A few weeks ago, the Chinese game publisher Tencent conducted a survey asking the people why they think the game is so addictive and if they would be interested in a mobile client for it. Around the same time, one of the Dota Auto Chess developers held a long AMA session and explained that for now, the owners have no intention to port the game onto another platform or to sell the tile to a company. However, when asked if they plan to aim higher and market the game more aggressively, the answer was “Definitely!” (The full translation of the AMA session can be found here.)

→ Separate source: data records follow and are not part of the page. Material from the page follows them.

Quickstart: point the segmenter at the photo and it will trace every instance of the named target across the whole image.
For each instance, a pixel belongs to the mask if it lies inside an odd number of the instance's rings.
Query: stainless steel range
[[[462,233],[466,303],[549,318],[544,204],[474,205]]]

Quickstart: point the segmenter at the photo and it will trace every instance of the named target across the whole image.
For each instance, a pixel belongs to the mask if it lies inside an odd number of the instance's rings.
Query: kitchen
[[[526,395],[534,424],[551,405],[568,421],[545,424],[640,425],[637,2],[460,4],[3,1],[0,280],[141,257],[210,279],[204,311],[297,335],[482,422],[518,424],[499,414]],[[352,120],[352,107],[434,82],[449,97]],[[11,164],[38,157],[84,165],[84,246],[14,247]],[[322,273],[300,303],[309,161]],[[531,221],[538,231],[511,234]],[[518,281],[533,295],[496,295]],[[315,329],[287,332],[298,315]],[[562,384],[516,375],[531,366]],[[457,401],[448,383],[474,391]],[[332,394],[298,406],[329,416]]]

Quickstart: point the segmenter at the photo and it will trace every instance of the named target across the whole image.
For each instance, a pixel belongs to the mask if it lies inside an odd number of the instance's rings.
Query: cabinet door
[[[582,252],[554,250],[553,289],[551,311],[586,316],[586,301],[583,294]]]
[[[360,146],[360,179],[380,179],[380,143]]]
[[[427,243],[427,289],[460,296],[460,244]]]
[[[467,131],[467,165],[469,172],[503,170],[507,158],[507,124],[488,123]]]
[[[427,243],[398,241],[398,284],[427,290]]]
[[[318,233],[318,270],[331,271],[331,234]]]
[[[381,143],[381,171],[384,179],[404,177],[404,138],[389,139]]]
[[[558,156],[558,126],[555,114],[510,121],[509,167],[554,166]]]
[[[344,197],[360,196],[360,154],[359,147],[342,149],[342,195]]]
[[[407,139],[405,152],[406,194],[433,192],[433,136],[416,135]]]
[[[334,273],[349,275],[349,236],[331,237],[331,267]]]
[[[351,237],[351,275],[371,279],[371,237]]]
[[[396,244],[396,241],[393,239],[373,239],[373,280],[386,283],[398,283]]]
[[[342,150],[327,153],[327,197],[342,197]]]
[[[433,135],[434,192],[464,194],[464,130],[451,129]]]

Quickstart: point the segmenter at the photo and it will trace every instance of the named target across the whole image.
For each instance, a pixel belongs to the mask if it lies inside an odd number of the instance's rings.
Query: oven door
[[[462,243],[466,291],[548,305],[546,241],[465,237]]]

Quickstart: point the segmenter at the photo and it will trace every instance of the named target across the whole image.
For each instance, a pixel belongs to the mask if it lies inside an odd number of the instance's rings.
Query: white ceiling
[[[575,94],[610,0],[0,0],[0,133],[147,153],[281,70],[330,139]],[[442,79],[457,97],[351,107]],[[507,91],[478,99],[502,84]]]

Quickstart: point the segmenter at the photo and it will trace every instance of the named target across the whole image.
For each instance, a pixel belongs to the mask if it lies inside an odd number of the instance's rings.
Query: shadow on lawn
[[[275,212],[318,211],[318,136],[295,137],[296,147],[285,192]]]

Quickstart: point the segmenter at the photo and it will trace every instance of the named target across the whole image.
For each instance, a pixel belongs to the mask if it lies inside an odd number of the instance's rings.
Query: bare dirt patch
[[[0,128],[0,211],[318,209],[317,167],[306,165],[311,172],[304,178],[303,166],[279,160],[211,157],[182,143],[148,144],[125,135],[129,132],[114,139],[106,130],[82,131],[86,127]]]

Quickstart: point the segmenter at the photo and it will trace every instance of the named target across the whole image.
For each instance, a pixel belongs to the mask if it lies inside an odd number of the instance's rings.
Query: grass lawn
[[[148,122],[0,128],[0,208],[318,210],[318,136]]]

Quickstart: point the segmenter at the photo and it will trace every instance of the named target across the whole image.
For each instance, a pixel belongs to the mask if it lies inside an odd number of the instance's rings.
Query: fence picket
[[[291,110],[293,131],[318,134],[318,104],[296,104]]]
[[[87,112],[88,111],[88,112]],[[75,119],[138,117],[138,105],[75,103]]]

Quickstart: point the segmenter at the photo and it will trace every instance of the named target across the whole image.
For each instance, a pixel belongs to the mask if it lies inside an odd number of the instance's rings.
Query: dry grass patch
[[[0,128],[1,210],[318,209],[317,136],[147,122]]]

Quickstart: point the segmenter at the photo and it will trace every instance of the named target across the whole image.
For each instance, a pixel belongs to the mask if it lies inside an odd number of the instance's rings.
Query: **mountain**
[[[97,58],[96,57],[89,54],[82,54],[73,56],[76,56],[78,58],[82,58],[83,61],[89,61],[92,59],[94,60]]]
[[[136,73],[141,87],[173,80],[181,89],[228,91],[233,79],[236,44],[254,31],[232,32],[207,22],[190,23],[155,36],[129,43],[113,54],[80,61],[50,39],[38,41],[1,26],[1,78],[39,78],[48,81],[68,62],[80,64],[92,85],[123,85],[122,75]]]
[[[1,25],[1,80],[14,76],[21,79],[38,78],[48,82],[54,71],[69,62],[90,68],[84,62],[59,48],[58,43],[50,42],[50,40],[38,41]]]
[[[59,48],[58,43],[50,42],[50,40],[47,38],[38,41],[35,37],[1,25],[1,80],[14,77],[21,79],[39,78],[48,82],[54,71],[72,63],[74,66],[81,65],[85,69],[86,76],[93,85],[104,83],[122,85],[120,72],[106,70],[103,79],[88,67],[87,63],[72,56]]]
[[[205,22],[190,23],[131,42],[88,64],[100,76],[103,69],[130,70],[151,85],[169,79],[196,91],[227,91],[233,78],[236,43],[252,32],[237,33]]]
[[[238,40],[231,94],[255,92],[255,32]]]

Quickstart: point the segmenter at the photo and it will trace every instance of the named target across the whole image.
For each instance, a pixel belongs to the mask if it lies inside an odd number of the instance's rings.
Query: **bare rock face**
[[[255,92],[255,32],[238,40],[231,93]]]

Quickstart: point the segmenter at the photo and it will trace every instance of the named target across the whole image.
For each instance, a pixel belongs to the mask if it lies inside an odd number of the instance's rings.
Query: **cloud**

Auto Chess has a lot of potential to transcend in a stand-alone title just like the DotA custom mode did. However, there is a lot of work to be done. Bug fixes, perhaps a bit of a rework of the interface, addition of more heroes and items, addition of spells on the upgraded chess pieces, adding the possibility of removing the items from a piece and so on. According to the developer who hosted the AMA session, the creation process of what we have now in the Arcade mode took about one year and the project was very close to being ditched. There are quite a few bugs right now in the game, most of them being directly related to the limitations of the modding tool in Dota 2. Judging by the answers of the developer, the company is not rushing anywhere to develop this into an esports title overnight, and that’s very good news for the four million people who play this arcade mode, enjoying every single minute spent in it.
New hero is coming very soon. Guess who is next?